Java bridge for seamless integration between Flink's Table/SQL API and DataStream API, enabling conversion between streams and tables with unified batch and stream processing.
—
Batch execution optimization for multiple table operations with shared planning and execution. StreamStatementSet enables efficient execution of multiple INSERT statements and table pipelines by optimizing them together as a single job.

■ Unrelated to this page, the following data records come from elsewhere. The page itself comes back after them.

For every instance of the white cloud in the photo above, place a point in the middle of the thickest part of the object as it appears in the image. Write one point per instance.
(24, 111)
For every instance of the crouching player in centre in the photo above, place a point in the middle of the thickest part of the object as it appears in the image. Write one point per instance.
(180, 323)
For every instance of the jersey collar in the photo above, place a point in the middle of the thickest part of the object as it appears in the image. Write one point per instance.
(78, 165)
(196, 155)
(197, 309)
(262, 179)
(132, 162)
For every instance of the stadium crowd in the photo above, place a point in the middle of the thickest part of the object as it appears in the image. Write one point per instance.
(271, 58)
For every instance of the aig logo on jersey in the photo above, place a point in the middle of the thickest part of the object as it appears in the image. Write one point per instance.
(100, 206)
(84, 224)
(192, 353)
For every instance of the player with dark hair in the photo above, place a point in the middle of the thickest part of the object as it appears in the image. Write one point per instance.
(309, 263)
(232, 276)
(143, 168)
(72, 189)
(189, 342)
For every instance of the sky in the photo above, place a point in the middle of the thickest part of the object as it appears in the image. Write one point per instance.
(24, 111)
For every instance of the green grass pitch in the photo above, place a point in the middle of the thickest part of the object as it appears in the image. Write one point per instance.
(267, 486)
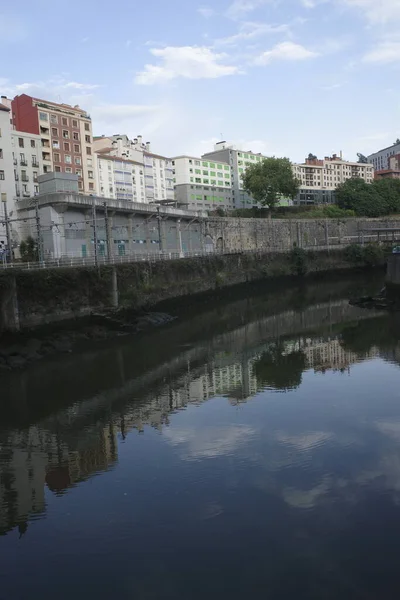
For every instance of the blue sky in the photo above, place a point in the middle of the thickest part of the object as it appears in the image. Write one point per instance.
(285, 77)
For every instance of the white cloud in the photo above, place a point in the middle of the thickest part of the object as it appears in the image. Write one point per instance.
(288, 51)
(250, 30)
(377, 11)
(121, 111)
(238, 8)
(11, 29)
(206, 12)
(385, 52)
(191, 62)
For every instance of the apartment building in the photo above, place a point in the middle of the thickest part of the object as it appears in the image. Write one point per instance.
(238, 160)
(393, 170)
(66, 137)
(380, 159)
(28, 163)
(158, 177)
(320, 177)
(120, 178)
(7, 182)
(202, 184)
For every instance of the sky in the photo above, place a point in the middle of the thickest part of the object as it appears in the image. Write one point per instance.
(282, 77)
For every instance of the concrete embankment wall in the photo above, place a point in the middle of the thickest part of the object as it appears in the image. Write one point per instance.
(32, 298)
(230, 234)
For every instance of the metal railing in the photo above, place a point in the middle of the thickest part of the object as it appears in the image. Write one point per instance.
(73, 260)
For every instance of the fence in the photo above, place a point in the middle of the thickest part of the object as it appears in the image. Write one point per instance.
(373, 236)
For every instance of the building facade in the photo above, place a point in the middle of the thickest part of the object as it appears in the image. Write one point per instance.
(202, 184)
(28, 163)
(66, 137)
(393, 170)
(239, 161)
(157, 169)
(320, 177)
(120, 178)
(380, 159)
(7, 181)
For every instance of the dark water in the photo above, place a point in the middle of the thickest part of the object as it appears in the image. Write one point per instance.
(249, 450)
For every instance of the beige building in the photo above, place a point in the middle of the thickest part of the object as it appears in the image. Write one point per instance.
(65, 134)
(320, 178)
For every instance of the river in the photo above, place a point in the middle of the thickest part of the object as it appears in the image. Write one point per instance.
(249, 449)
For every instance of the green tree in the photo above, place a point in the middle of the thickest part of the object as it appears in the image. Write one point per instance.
(29, 250)
(355, 194)
(266, 181)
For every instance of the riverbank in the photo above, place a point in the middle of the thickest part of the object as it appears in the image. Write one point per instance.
(104, 329)
(29, 299)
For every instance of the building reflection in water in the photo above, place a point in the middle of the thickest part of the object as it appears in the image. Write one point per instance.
(60, 453)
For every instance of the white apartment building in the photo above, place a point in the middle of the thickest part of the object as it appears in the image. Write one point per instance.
(66, 137)
(238, 160)
(7, 182)
(158, 178)
(320, 178)
(120, 178)
(28, 163)
(202, 184)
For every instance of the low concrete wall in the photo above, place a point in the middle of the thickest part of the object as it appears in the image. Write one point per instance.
(234, 234)
(32, 298)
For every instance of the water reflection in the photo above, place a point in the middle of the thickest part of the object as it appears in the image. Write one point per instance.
(220, 452)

Create StreamStatementSet instances for batch execution of multiple operations.
/**
* StreamStatementSet that integrates with the Java DataStream API
* Accepts pipelines defined by DML statements or Table objects
* The planner can optimize all added statements together
*/
public interface StreamStatementSet extends StatementSet {
/**
* Add a table pipeline to the statement set
* @param tablePipeline Table pipeline to add
* @return This StreamStatementSet for method chaining
*/
StreamStatementSet add(TablePipeline tablePipeline);
/**
* Add an INSERT SQL statement to the statement set
* @param statement INSERT SQL statement string
* @return This StreamStatementSet for method chaining
*/
StreamStatementSet addInsertSql(String statement);
/**
* Add table insert operation to existing table
* @param targetPath Path to target table
* @param table Source table to insert
* @return This StreamStatementSet for method chaining
*/
StreamStatementSet addInsert(String targetPath, Table table);
/**
* Add table insert operation with overwrite option
* @param targetPath Path to target table
* @param table Source table to insert
* @param overwrite Whether to overwrite existing data
* @return This StreamStatementSet for method chaining
*/
StreamStatementSet addInsert(String targetPath, Table table, boolean overwrite);
/**
* Add table insert operation using table descriptor
* @param targetDescriptor Target table descriptor
* @param table Source table to insert
* @return This StreamStatementSet for method chaining
*/
StreamStatementSet addInsert(TableDescriptor targetDescriptor, Table table);
/**
* Add table insert operation using table descriptor with overwrite
* @param targetDescriptor Target table descriptor
* @param table Source table to insert
* @param overwrite Whether to overwrite existing data
* @return This StreamStatementSet for method chaining
*/
StreamStatementSet addInsert(TableDescriptor targetDescriptor, Table table, boolean overwrite);
// Inherited from StatementSet:
TableResult execute();
CompiledPlan compilePlan(); // @Experimental
String explain(ExplainDetail... extraDetails);
String explain(ExplainFormat format, ExplainDetail... extraDetails);
}Execute statement sets with different execution strategies.
/**
* Optimizes all statements as one entity and adds them as transformations
* to the underlying StreamExecutionEnvironment
* Use StreamExecutionEnvironment.execute() to execute them
* The added statements will be cleared after calling this method
*/
void attachAsDataStream();
/**
* Print execution plan explanation with optional details
* @param extraDetails Additional details to include in explanation
* @return This StreamStatementSet for method chaining
*/
StreamStatementSet printExplain(ExplainDetail... extraDetails);Usage Examples:
import org.apache.flink.table.api.bridge.java.StreamStatementSet;
import org.apache.flink.table.api.Table;
import org.apache.flink.table.api.TableDescriptor;
import org.apache.flink.table.api.ExplainDetail;
// Create statement set
StreamStatementSet statementSet = tableEnv.createStatementSet();
// Add multiple operations
statementSet
.addInsertSql("INSERT INTO sink1 SELECT * FROM source WHERE status = 'ACTIVE'")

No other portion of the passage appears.